Dentists must bill for what they do–not what they believe will be paid. Physicians bill for all evaluations, regardless of insurance coverage, and dentists should too.

Misconception #1: D0180 is a hygienist’s exam code


Truth: D0180 is a comprehensive periodontal evaluation code used to report evaluations performed on patients who have signs, symptoms, and/or risk factors associated with periodontal disease.  The hygienist may gather much of the information, but the dentist must do the evaluation, diagnosis, and treatment planning.  D0180 is a comprehensive evaluation with an extra focus on the patient’s periodontal status and needs.

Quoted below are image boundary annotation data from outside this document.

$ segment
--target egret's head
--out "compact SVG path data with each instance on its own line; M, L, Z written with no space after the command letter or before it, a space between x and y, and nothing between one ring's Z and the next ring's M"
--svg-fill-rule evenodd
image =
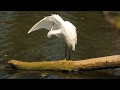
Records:
M51 35L52 35L52 34L51 34L51 31L49 31L48 34L47 34L47 37L50 38Z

Misconception #2: Only a periodontist can bill D0180


Truth: D0180 represents a comprehensive periodontal evaluation performed by any licensed dentist on a patient who has signs, symptoms, and/or risk factors for periodontal disease.

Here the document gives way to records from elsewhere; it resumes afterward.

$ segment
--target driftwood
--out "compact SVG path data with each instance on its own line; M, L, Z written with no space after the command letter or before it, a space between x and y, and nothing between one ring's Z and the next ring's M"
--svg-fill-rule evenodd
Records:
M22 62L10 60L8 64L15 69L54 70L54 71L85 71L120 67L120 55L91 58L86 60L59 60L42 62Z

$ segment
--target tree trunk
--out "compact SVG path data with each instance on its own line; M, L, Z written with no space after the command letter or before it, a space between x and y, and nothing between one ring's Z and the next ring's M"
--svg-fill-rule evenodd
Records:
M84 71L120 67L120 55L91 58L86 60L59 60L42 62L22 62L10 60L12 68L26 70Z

Misconception #3: D0150 can be billed every three years


Truth: D0150 may be reported for a comprehensive evaluation of an established patient in limited circumstances.  Generally, this requires a significant change in health status or absence from active treatment for three or more years.

Some dental plans only reimburse D0150 once per provider but will pay an alternate benefit of D0120. Other plans will reimburse D0150 once every three or five years.  Even so, the code stipulates that D0150 can only be reported for established patients if they have a significant change in health status or have been absent from active treatment for three or more years.

Misconception #4: D0140 should not be used because plans only allow two exams per year


Truth: Some dental plans limit benefits to two evaluations per year, no matter how they are coded. However, others have no limitation for emergency exams (D0140).  Bill and code for what you do—not what you believe will be paid.  Physicians bill for all evaluations regardless of insurance coverage, and dentists should too. Simply inform patients prior to treatment that some dental plans limit the number of evaluations they pay each year. If that occurs, the patient will be responsible for the emergency evaluation fee. 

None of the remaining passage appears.